Rich, you undermine this whole article by using the term "Web 3.0." You're essentially allowing Mr. Kokich to use you as an advertising vehicle for the integration technology Razorfish is selling. The reality is that "Web 3.0" (if there ever is one) is going to be whatever wave of innovation drives the economic growth that gets us out of this financial crisis. No one knows what that is.

That said, I do believe that there is a great deal of innovation to come around the integration of marketing and business processes—and the integration of marketing across platform. I'd add to this integrated communications planning as a more structured discipline. An indicator of this is that all of the major agency holding companies have picked up dedicated communications planning agencies in the last few years. There's a dire need to effectively plan communication flows across and through media channels in a unified manner with effective analytics and optimization built in.

But Web 3.0? Come on.

Commenter: Michael Estrin

2008, November 20

Nice work, Rich.

Commenter: Kip Edwardson

2008, November 20

"You have to be willing to fail if you're going to innovate," he says

What a genius.
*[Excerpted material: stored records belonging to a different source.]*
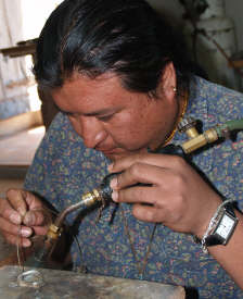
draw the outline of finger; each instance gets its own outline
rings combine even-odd
[[[15,211],[7,199],[0,199],[0,215],[8,221],[18,225],[22,222],[21,214]]]
[[[24,216],[27,211],[27,204],[25,201],[26,196],[27,192],[21,189],[9,189],[7,191],[7,199],[11,207],[17,211],[21,216]]]
[[[48,227],[49,226],[46,225],[46,226],[33,226],[31,228],[34,229],[35,235],[44,236],[48,233]]]
[[[4,236],[15,235],[15,236],[29,237],[33,234],[33,229],[30,227],[12,224],[11,222],[9,222],[3,217],[0,217],[0,227],[1,227],[1,234]]]
[[[174,171],[155,165],[135,163],[111,182],[112,189],[123,189],[137,184],[163,185],[163,182],[174,178]]]
[[[29,210],[43,210],[42,201],[34,194],[26,191],[25,200]]]
[[[12,244],[14,246],[17,246],[17,245],[20,247],[30,247],[31,246],[31,241],[29,239],[23,238],[20,236],[7,235],[7,236],[4,236],[4,238],[9,244]]]
[[[133,186],[130,188],[114,190],[112,199],[115,202],[156,204],[156,188],[146,186]],[[163,204],[163,203],[162,203]]]
[[[43,214],[43,211],[42,210],[28,211],[23,219],[23,223],[27,226],[44,225],[46,216]]]
[[[138,153],[116,160],[108,166],[108,170],[110,172],[122,172],[137,162],[168,169],[181,169],[186,163],[184,159],[179,155],[163,153]]]

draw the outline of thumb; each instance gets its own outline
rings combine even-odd
[[[42,226],[47,224],[46,222],[47,220],[42,210],[29,210],[23,219],[23,223],[26,226]]]

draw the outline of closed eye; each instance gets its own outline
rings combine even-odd
[[[113,117],[114,114],[108,114],[108,115],[102,115],[102,116],[97,116],[98,120],[102,122],[107,122]]]

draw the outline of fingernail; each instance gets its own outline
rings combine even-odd
[[[31,245],[30,240],[23,240],[23,247],[29,247]]]
[[[110,186],[111,186],[112,189],[117,188],[117,177],[113,177],[113,179],[110,183]]]
[[[115,201],[115,202],[117,202],[118,201],[118,192],[117,191],[113,191],[112,192],[112,199],[113,199],[113,201]]]
[[[10,215],[10,221],[14,224],[21,224],[22,219],[21,219],[20,214],[13,213],[13,214]]]
[[[21,229],[21,235],[23,236],[23,237],[29,237],[30,235],[31,235],[31,229],[29,229],[29,228],[22,228]]]
[[[24,219],[24,223],[29,226],[35,224],[36,217],[33,215],[33,213],[27,213]]]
I gotta write that one down.

Funny how nobody guessed there would be a Web 2.0, and then the phrase was coined and given 10 different definitions, and now I'm enjoying the little battle over who gets to define Web 3.0, like we can predict when it will be here.

Commenter: Brett Sherman

2008, November 20

I think Mr Swanson hit the nail on the head.

Commenter: Jon Swanson

2008, November 20

Good article... I just wish the thoughtleadership came from a agency that practiced what it preached

Commenter: Mark Schwartz

2008, November 20

Agreed that Razorfish has had its troubles, but that doesn't take away from an insightful article. As long as marketers maintain separate departments for each discipline (direct, broadcast, search, email) and keep operations of their business distinct (i.e., keeping acquisition separate from brand) we can't get to the next level in communicating with our customers. The marketer that figures out on a very tactical level how to make that happen will have a major advantage.

Commenter: Mark Lassoff

2008, November 20

Comments about Razorfish and Mr. Kokich not withstanding, this article is essentially right on target. The web 2.0 technologies have been used divergently and inappropriately and have often resulted in negative ROI. I think in the excitement to try the new technology and move it forward in hopes of the technology reaching maturity and potential, many forgot to build strong business models. There are great Web 2.0 technologies out there for which strong, profitable business models can built. However, I agree that web 3.0 is about utilizing these technologies in business positive ways that result in ROI.

Commenter: Curtis Martin

2008, November 20

No kidding, Mr. Kokich maintains clients for an average of less than 3 years because they overspend and under deliver. Now that budgets are tight – they are positioning themselves as an agency that takes less risk – please… What about all their failed Web 2.0 work that was a waste . Maybe Web 3.0 is about less waste and more ROI.

Commenter: Jon Swanson

2008, November 20

I stop believing the Razorfish rhetoric back in 2000 – I'm amazed that the CEO of this "leading” company doesn't address or put more weight behind measuring the success of your online channel(and their own work) and having quality analysis to make actionable decisions. There is a big difference between Mr. Kokich and Jack Welch.